Curr Med Res Opin. 2011 Apr 1;
Authors: Iwamoto J, Takeda T, Matsumoto H
Abstract Objective: Neurological diseases such as amyotrophic lateral sclerosis (ALS), stroke, and Parkinson's disease cause disability and immobilization that increases the risk of hip fracture. The purpose of the present study was to clarify the efficacy of oral bisphosphonates for preventing hip fracture in disabled patients with such neurological diseases. Methods: A literature search (PubMed) was done from 1995 to the present for randomized controlled trials (RCTs), and a meta-analysis was conducted. Results: Seven RCTs met the criteria, including two of etidronate (ALS and stroke), two of alendronate (stroke and Parkinson's disease), and three of risedronate (stroke and Parkinson's disease). All of the RCTs were performed on Japanese patients. According to the results of pooled data analysis, the relative risk (95% confidence interval) of hip fracture in patients receiving etidronate, alendronate, and risedronate treatment compared with placebo or active control treatment was 0.16 (0.03-0.87), 0.29 (0.10-0.80), and 0.24 (0.10-0.58), respectively, suggesting a reduction of risk by more than 70% with oral bisphosphonates. There was no statistical evidence of heterogeneity among RCTs, and publication bias was not identified by the funnel plot and Begg's rank correlation test. No severe adverse events due to oral bisphosphonate treatment were reported.

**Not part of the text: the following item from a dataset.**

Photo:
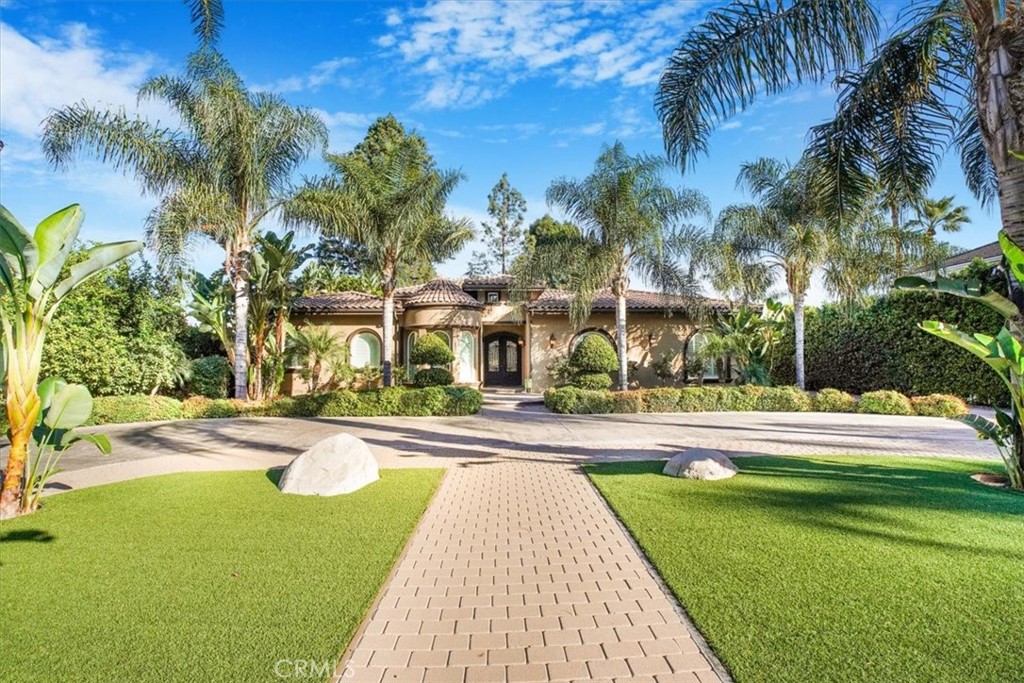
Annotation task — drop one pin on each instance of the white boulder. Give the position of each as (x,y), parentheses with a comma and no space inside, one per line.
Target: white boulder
(702,464)
(339,464)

Limitation: It remains uncertain whether the findings are relevant for Western patients with an increased risk of hip fracture due to neurological diseases. Conclusion: A meta-analysis of RCTs suggested that oral bisphosphonate treatment prevents hip fracture in disabled Japanese patients with neurological diseases, including ALS, stroke, and Parkinson's disease. Oral bisphosphonate treatment was well tolerated by such patients.